The Corps issued a public notice in October 2003, and received a number of negative comments. Of particular concern to the commenters was the Corps’ decision to restrict its scope of its environmental analysis to the washes themselves and certain upland areas directly affected by the dredge and fill activity. Both EPA and FWS urged the Corps to conduct a full-scale environmental analysis, including an Environmental Impact Statement (“EIS”) addressing the large-scale direct, secondary, and cumulative impacts of the project. EPA was also concerned about the potential impacts on the aquatic resources of the area. EPA even indicated that the Corps should conduct a comprehensive EIS covering not only the impacts of Festival Ranch, but also the impacts of many of the other large-scale developments in the Buckeye area, which would together “transform . . . Buckeye from a relatively undeveloped landscape into a large suburban community.” Despite these and other negative comments, the Corps issued a FONSI.
 
In White Tanks etc. v.
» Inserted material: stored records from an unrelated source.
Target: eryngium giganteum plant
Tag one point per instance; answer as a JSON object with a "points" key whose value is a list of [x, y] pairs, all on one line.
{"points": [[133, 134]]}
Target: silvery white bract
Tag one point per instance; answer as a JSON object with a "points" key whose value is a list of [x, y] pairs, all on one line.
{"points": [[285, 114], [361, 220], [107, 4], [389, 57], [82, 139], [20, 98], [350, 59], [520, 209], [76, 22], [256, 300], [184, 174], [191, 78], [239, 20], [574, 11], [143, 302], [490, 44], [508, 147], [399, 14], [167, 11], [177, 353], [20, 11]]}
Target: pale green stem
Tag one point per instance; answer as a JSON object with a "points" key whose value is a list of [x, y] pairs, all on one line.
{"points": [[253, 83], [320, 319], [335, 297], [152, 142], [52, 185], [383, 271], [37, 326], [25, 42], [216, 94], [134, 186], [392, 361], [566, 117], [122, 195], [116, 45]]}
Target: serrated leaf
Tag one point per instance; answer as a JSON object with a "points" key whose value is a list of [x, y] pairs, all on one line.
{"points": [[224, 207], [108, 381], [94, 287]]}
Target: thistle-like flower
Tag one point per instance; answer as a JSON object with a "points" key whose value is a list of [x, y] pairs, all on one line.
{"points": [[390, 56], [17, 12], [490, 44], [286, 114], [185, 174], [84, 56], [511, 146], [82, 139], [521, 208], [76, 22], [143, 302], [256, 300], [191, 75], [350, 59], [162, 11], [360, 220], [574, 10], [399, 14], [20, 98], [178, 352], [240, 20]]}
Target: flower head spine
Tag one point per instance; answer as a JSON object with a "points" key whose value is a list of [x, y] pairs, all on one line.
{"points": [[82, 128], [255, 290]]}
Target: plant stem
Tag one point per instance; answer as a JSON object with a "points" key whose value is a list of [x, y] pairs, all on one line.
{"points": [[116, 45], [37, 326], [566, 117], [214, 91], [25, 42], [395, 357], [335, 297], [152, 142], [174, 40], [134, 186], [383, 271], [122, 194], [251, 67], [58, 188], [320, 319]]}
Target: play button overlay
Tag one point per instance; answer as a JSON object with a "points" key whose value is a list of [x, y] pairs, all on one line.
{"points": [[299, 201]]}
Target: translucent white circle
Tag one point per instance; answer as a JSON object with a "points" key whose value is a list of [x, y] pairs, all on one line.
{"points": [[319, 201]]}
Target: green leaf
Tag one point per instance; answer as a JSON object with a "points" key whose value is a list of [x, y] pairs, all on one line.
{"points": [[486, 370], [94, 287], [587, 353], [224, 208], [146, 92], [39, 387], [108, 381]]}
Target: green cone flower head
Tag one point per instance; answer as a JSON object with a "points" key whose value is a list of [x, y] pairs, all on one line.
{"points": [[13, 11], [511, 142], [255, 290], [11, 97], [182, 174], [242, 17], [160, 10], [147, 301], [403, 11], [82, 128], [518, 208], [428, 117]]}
Strock et al, Docket No. 07-15659 (9th Cir.: 4/29/09), the Ninth Circuit addressed the issue. Both in the District Court and before the 9th Circuit, no party contested CWA jurisdiction; the developer did try to so do, but was held to not have raised the issue administratively before the Corps, and as such had not timely put the issue in play. The Court also found that the plaintiffs had standing; they used the desert area that would be developed, and the organization had members who would no longer be able to use the desert area for recreational activities.
 
The District Court and Corps took a narrow view of the EIS process, and noted that few washes would be filled. Yet, as the Court of Appeals noted, this was contradicted by the very nature of the permit sought, which envisioned one large integrated community, not a series of “pods”. Even in the permit application the developer noted that the FONSI option was not feasible because of the desire to create one integrated planned community. The judgment of the District Court was reversed, and the 404 permit was not to be issued until the Corps did an adequate and comprehensive EIS.
 
As noted in prior posts, it is critically important to raise all relevant issues (in this case, whether there was CWA jurisdiction) in the administrative proceedings so that the issue is preserved for later review by the courts.